Weijie Liu
Publications
Learning beyond Teacher: Generalized On-Policy Distillation with Reward Extrapolation
On-policy distillation (OPD), which aligns the student with the teacher's logit distribution on student-generated trajectories, has demonstrated strong empirical gains in improving student performance and often outperforms off-policy distillation and reinforcement learning (RL) paradigms. In this work, we first theoretically show that OPD is a special case of dense KL-constrained RL where the reward function and the KL regularization are always weighted equally and the reference model can by any model. Then, we propose the Generalized On-Policy Distillation (G-OPD) framework, which extends the standard OPD objective by introducing a flexible reference model and a reward scaling factor that controls the relative weight of the reward term against the KL regularization. Through comprehensive experiments on math reasoning and code generation tasks, we derive two novel insights: (1) Setting the reward scaling factor to be greater than 1 (i.e., reward extrapolation), which we term ExOPD, consistently improves over standard OPD across a range of teacher-student size pairings. In particular, in the setting where we merge the knowledge from different domain experts, obtained by applying domain-specific RL to the same student model, back into the original student, ExOPD enables the student to even surpass the teacher's performance boundary and outperform the domain teachers. (2) Building on ExOPD, we further find that in the strong-to-weak distillation setting (i.e., distilling a smaller student from a larger teacher), performing reward correction by choosing the reference model as the teacher's base model before RL yields a more accurate reward signal and further improves distillation performance.
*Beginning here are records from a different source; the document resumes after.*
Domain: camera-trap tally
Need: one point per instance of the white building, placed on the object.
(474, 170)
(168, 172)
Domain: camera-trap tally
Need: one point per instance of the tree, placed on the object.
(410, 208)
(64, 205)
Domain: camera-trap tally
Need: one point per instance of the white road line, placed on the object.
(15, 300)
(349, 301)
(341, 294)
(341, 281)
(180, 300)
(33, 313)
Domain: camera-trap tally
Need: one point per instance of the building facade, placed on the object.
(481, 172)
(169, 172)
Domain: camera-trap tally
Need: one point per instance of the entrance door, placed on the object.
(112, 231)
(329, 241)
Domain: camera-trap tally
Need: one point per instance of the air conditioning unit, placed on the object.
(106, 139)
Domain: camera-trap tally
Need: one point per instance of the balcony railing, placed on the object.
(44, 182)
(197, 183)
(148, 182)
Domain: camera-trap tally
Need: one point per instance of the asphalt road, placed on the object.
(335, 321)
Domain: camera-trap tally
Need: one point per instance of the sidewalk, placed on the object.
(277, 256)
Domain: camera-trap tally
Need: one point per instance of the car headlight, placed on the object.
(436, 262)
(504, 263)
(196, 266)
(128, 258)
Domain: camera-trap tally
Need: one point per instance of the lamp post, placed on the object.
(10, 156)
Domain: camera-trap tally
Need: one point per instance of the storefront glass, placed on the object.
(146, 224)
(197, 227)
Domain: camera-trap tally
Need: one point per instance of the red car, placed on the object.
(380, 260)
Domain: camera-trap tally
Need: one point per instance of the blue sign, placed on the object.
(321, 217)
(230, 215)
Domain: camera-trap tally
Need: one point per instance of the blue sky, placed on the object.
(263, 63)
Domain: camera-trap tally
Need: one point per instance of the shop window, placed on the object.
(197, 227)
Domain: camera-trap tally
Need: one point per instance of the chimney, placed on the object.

However, this choice assumes access to the teacher's pre-RL variant and incurs more computational overhead. We hope our work offers new insights for future research on OPD.
ORBIT: On-policy Exploration-Exploitation for Controllable Multi-Budget Reasoning
Recent Large Reasoning Models (LRMs) achieve strong performance by leveraging long-form Chain-of-Thought (CoT) reasoning, but uniformly applying overlong reasoning at inference time incurs substantial and often unnecessary computational cost. To address this, prior work explores various strategies to infer an appropriate reasoning budget from the input. However, such approaches are unreliable in the worst case, as estimating the minimal required reasoning effort is fundamentally difficult, and they implicitly fix the trade-off between reasoning cost and accuracy during training, limiting flexibility under varying deployment scenarios. Motivated by these limitations, we propose ORBIT, a controllable multi-budget reasoning framework with well-separated reasoning modes triggered by input. ORBIT employs multi-stage reinforcement learning to discover Pareto-optimal reasoning behaviors at each effort, followed by on-policy distillation to fuse these behaviors into a single unified model. Experiments show that ORBIT achieves (1) controllable reasoning behavior over multiple modes, (2) competitive reasoning density within each mode, and (3) integration of these frontier policies into a single unified student model while preserving clear mode separation and high per-mode performance.